Uh, he kinda was. :wink: (Granted, it was because the Romans were afraid he might try to overthrow the government but it amounts to the same thing)

John T. Sladek, in “The Mueller-Fokker Effect,” jokingly proposed a church based on the 128-fold path. He took seven principal tenets of the Nicene Creed – Jesus was born of a virgin, died on the cross, rose on the third day, ascended to heaven, etc. – and then allowed for the acceptance or negation of each tenet independently. This gives 128 different possible combinations, and each person is permitted to choose which of these variations he accepts.

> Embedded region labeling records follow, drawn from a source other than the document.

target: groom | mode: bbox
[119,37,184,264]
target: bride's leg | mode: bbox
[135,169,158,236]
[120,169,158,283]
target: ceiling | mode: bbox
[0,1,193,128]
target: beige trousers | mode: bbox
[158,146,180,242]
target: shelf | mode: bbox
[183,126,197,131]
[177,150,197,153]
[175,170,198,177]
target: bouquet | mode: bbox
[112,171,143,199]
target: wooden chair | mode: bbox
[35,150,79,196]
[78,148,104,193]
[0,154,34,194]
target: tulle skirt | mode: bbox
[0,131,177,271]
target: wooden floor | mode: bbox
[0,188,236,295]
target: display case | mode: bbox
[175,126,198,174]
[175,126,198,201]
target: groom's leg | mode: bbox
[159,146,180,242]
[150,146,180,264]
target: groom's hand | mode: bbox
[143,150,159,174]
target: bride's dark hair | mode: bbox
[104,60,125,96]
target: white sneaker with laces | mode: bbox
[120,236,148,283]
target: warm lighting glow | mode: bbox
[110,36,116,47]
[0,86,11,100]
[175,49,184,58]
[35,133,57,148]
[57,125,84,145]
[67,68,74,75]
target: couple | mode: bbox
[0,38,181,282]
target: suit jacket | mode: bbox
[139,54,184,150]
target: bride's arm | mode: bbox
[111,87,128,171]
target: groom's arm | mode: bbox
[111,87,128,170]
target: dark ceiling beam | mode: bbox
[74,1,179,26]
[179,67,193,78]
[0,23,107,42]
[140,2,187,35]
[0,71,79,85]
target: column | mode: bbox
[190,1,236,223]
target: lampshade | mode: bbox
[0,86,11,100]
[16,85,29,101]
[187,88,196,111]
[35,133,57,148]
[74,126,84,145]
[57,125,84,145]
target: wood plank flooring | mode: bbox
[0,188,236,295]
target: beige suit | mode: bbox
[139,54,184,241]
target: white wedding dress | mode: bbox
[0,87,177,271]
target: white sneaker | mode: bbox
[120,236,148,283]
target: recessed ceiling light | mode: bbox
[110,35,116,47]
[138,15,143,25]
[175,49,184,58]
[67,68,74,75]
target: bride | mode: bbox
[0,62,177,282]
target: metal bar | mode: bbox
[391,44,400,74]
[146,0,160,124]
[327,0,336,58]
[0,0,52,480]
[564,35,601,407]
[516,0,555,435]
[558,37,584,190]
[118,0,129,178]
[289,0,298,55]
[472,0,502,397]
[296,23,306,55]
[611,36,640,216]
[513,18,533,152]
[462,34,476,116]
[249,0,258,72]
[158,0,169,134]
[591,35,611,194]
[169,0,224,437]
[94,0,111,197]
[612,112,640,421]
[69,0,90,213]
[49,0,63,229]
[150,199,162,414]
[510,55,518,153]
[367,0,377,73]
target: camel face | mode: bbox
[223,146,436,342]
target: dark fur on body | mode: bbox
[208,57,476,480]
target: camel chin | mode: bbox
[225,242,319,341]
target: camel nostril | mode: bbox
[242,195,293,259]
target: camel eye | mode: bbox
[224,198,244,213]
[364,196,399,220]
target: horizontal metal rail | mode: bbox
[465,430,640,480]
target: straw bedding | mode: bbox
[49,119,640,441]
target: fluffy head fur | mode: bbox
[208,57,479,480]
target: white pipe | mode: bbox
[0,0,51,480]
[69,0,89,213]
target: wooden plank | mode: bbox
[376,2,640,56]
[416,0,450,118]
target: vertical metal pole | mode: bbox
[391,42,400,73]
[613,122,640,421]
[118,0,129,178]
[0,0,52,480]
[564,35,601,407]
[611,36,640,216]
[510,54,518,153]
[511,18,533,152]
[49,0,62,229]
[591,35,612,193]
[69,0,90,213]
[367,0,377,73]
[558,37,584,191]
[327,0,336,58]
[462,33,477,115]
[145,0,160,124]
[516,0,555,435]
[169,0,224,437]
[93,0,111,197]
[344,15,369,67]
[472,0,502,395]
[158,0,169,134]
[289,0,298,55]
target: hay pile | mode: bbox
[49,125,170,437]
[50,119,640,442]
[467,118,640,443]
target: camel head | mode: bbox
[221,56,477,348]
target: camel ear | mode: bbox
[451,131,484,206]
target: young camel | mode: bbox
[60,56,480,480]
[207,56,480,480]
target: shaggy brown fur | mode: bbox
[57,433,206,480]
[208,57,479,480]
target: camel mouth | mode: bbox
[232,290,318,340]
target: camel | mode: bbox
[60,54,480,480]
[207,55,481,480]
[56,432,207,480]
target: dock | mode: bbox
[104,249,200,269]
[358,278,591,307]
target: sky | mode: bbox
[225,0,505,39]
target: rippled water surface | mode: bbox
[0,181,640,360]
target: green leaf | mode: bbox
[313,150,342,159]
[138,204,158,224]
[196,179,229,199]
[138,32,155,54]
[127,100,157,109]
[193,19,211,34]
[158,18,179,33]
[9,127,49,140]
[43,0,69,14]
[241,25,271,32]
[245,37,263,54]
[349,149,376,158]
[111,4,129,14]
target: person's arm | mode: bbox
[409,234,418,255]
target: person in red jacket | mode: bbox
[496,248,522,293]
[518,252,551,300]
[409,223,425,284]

Since the full Nicene creed has 23 terms, there would be 2^23 possible variants, some eight million or so, probably enough to find one suitable for nearly anyone, although not quite enough for every person on earth to have a unique one of his own.

Saying a supernatural entity is causing you to be inconsistent in your reading doesn’t make it less inconsistent. And the excuse for the inconsistency is that they have decided some parts have divine authority and some don’t. Unless they say why they’ve decided this, other than rolling metaphorical dice, it is no better.

Bingo. And the entire Bible can be explained the same way.

The divorce one.

Now I’m confused. I thought the HS was telling you which parts of the Bible had divine authority, but now you are saying none do - since this is supposedly a direct statement from the old Son of God himself. And you are replacing it with something which might tell you to be tolerant or good, or might tell you to be a Wall Street trader or rob people blind. (Sorry, I’m repeating myself.) It wasn’t me, judge, it was my Holy Spirit.